Other evidence of dogs, such as this skull, were recovered alongside the coprolites. The evidence from the dogs’ poo suggests that they were being fed similar food to the humans at the site. Could these have been the leftovers from meals?
Interestingly, the evidence from dog coprolites recovered from Must Farm suggest that the canine inhabitants of the settlement were infected with similar parasites.
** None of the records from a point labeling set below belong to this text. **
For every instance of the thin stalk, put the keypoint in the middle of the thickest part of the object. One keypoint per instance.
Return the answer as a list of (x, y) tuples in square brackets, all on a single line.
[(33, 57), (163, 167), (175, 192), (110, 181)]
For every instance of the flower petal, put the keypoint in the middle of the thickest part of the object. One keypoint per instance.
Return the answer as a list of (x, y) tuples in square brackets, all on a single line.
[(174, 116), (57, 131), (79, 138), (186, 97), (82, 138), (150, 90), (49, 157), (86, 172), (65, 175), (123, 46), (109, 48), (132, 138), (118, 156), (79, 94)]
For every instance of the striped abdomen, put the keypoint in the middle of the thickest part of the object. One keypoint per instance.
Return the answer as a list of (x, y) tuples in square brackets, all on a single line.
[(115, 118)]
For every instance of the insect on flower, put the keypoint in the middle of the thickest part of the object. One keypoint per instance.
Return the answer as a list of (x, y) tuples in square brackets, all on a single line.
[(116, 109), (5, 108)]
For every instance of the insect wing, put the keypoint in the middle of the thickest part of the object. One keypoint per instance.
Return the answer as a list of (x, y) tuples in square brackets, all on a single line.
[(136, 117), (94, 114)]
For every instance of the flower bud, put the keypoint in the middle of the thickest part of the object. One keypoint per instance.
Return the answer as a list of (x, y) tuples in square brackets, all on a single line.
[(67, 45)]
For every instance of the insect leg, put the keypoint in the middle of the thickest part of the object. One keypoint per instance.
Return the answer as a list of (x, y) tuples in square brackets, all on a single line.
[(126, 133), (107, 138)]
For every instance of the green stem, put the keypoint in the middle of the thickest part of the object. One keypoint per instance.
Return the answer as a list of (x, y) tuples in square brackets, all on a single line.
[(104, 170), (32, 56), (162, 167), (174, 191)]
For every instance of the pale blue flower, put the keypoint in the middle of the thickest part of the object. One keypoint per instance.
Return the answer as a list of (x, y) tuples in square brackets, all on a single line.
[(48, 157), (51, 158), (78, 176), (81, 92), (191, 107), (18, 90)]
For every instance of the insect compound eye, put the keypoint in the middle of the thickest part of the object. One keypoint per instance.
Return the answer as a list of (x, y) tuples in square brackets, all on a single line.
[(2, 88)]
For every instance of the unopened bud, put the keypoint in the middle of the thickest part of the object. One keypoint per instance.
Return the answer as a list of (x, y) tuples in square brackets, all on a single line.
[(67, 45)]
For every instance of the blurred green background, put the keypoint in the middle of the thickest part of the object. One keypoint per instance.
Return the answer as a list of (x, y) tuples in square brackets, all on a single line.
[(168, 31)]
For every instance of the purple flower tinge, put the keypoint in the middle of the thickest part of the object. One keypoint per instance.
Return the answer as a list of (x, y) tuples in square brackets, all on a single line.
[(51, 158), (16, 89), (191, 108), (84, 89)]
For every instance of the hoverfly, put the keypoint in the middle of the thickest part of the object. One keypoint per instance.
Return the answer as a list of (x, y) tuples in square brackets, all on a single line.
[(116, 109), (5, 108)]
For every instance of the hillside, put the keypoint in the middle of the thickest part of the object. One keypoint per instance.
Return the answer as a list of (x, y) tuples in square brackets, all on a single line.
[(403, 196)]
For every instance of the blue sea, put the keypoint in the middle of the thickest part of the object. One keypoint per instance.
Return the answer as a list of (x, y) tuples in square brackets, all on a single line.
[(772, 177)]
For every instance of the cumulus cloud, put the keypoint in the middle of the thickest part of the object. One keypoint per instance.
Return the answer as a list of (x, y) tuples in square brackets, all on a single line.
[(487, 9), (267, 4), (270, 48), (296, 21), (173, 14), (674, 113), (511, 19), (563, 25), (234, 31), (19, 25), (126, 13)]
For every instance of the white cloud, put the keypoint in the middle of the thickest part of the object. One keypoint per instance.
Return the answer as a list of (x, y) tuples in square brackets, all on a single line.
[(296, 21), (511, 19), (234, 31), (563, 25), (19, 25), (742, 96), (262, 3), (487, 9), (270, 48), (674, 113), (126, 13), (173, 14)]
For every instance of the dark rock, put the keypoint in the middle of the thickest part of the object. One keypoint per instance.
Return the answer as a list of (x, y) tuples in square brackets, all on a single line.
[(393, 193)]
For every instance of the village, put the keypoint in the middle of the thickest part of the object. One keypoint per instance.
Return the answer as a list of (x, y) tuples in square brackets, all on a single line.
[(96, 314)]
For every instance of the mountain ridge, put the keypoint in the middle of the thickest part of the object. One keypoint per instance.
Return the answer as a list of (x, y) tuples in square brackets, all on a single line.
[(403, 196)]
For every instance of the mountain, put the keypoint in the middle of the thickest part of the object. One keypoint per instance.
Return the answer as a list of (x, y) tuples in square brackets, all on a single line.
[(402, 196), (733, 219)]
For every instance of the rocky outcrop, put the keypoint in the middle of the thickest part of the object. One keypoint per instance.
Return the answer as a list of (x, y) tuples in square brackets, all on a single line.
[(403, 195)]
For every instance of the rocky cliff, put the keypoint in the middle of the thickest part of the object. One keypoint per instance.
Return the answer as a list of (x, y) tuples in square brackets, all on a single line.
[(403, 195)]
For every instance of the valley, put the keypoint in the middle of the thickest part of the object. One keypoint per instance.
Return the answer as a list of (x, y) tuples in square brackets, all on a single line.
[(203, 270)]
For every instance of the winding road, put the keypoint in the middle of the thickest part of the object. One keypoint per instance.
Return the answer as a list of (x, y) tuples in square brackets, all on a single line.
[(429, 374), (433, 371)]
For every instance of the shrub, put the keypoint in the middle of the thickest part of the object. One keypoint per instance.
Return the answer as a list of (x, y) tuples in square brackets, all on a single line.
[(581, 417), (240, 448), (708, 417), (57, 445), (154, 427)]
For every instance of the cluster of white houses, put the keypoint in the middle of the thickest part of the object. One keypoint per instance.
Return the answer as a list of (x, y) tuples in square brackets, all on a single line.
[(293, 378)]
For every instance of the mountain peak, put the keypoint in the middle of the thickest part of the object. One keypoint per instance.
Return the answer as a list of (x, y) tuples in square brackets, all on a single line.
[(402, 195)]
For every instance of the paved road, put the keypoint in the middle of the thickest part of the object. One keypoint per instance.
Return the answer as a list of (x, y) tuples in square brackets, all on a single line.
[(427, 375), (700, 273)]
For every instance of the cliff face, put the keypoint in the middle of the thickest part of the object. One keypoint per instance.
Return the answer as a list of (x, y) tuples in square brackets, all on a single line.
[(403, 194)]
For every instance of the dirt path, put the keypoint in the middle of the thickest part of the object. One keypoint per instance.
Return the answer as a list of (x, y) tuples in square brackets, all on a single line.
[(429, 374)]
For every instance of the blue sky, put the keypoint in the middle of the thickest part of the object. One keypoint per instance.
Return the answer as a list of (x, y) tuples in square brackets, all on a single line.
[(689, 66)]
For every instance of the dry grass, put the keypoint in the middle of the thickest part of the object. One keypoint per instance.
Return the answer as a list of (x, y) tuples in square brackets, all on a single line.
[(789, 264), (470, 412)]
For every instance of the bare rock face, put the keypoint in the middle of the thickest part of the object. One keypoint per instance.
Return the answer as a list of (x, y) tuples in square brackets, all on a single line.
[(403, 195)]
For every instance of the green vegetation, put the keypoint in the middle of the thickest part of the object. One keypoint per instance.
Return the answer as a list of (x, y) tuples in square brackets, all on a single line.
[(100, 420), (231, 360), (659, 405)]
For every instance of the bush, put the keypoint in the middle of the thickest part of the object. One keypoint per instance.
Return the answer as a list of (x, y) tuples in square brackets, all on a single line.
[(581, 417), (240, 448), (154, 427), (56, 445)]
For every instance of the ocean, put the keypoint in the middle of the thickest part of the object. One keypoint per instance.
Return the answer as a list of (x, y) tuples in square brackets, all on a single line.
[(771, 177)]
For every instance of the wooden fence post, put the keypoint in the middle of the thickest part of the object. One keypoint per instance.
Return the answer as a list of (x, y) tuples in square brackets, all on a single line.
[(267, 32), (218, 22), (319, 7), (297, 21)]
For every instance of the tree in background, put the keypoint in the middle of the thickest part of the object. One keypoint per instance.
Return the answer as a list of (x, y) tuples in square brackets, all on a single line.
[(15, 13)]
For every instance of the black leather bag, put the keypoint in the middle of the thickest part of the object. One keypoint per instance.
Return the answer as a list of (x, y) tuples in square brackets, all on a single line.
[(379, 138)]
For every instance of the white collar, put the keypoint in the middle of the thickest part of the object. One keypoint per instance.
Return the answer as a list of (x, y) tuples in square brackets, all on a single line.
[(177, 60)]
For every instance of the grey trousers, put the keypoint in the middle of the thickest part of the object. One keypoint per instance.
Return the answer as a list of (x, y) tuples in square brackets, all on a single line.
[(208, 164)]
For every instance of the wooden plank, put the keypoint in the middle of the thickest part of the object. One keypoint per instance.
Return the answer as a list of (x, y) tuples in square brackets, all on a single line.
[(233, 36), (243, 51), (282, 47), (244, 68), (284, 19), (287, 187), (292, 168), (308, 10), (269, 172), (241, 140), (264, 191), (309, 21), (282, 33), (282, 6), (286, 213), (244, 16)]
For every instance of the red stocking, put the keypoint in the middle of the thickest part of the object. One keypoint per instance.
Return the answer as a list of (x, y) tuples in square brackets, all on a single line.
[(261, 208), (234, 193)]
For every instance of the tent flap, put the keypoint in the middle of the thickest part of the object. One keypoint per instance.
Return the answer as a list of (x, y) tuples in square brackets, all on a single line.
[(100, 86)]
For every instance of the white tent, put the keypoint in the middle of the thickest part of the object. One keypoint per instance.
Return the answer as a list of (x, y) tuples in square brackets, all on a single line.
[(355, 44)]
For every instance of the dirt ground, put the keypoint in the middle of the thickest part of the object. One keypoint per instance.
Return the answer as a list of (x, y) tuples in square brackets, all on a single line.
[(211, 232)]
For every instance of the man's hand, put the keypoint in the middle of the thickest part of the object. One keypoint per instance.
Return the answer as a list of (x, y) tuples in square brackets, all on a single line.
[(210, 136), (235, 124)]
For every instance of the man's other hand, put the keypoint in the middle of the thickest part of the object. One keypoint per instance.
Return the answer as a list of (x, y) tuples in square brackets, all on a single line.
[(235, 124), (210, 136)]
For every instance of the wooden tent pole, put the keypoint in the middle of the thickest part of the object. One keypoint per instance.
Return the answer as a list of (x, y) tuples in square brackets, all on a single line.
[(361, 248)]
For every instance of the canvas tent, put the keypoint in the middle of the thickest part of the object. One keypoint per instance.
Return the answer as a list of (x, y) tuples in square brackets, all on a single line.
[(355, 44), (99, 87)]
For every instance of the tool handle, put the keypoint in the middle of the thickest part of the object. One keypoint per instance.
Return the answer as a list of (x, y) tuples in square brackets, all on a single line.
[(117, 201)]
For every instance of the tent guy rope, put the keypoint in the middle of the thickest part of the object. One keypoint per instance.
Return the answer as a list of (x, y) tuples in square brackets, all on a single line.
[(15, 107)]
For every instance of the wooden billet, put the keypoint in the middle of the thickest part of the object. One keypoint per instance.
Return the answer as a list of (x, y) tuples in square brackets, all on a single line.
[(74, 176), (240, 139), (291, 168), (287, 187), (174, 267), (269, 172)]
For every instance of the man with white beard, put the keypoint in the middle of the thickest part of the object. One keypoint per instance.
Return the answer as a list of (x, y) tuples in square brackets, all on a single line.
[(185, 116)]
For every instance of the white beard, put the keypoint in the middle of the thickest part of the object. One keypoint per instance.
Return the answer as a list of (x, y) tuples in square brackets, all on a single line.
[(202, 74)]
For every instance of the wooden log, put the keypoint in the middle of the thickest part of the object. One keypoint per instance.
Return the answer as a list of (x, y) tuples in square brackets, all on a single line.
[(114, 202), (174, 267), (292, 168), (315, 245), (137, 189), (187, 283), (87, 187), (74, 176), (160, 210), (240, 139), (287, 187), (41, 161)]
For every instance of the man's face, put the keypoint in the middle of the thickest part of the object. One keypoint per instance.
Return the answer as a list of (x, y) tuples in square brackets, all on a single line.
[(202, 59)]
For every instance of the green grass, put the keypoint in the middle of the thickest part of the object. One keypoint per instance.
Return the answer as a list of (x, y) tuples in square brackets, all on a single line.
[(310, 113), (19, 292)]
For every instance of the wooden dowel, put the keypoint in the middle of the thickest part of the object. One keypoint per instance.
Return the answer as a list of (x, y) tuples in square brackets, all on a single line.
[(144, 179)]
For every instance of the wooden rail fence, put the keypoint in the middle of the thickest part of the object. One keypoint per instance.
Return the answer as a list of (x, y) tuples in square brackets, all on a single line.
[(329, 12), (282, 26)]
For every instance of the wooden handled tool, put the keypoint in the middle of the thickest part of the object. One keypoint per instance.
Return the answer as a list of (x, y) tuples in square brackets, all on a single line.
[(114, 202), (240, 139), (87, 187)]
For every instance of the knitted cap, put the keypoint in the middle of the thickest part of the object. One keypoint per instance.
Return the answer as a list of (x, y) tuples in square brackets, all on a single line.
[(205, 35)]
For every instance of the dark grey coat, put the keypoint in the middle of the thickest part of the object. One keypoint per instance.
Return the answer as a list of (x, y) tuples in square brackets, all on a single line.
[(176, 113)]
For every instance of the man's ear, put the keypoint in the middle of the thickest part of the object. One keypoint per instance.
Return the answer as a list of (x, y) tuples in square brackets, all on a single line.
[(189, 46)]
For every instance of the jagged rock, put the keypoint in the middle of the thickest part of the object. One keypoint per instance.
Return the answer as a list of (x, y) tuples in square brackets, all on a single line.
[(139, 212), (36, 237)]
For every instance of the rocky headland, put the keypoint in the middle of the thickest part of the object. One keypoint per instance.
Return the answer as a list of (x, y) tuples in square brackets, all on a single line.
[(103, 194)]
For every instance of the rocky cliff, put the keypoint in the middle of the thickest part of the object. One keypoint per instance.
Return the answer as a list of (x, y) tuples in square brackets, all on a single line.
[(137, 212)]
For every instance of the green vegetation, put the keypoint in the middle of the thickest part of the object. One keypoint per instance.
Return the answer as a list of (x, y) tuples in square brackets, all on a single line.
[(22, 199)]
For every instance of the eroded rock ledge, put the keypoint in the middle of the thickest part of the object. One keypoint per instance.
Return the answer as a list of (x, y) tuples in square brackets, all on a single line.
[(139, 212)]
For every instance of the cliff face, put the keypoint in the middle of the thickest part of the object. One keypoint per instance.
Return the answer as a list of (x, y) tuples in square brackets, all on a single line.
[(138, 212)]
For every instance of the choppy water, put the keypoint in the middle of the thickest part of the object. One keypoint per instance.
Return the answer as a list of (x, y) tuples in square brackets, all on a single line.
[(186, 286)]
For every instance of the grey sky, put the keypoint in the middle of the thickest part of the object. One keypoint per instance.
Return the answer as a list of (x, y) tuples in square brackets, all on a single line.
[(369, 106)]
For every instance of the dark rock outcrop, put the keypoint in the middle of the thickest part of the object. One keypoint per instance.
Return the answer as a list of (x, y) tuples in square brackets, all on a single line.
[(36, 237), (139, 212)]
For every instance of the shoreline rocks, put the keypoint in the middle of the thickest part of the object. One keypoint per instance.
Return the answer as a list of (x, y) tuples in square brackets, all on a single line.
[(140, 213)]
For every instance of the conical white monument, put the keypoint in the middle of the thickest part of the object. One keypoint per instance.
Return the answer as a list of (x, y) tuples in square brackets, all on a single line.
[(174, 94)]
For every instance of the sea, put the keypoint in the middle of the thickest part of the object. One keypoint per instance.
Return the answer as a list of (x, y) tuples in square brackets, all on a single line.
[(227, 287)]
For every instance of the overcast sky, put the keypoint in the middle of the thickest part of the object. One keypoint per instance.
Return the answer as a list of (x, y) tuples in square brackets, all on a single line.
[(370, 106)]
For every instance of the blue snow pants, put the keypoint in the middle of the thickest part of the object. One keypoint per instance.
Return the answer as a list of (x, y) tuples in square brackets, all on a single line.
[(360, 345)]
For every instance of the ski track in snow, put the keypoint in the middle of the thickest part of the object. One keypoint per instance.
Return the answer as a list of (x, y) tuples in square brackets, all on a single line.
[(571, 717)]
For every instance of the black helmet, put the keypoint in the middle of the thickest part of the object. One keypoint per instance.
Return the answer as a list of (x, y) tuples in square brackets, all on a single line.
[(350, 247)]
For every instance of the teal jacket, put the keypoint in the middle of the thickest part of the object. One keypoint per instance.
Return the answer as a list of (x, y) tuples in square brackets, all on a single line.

This strongly suggests that the dogs were being fed similar foods to the human population, perhaps from them sharing leftovers.
Examining Life at Must Farm
Much of the previous media coverage of the Must Farm settlement has focused on the fantastic material culture unearthed during the excavation. Images of hafted axes, discussions of woven textiles and the completeness of the assemblage have created a comprehensive picture of a settlement. Yet, it is the further post-excavation research, like this parasite study, that add texture to our understanding.
The clarity of the parasite information shows that the settlement would have been built above a shallow channel that regularly received human and animal waste. This information adds extra sensory information to the image of the settlement. Imagine the smell and visual character of the water that was sitting beneath structures people were living in. Were people emptying buckets of waste into channel or were they simply relieving themselves from the edges of the stilted structures?
Within archaeology there has occasionally been a tendency to sanitise the past and concentrate on its more appealing elements. Excavating preserved poo and examining the intestinal health and hygiene (or lack of it) in Bronze Age populations enables us to visualise a more realistic and fascinating understanding of the people who would have lived at this settlement.
At Must Farm the completeness of the archaeology means that all the evidence is meaningful. Nothing can be overlooked in identifying patterns and the practice of the people from the site. The parasite research is giving us fresh information to help flesh out new aspects of life at the settlement and is already complementing dietary information gathered from other analyses. The preservation of the context of the different forms of material and the environmental samples is enabling us to add further layers of understanding to our overall image of the site and its history.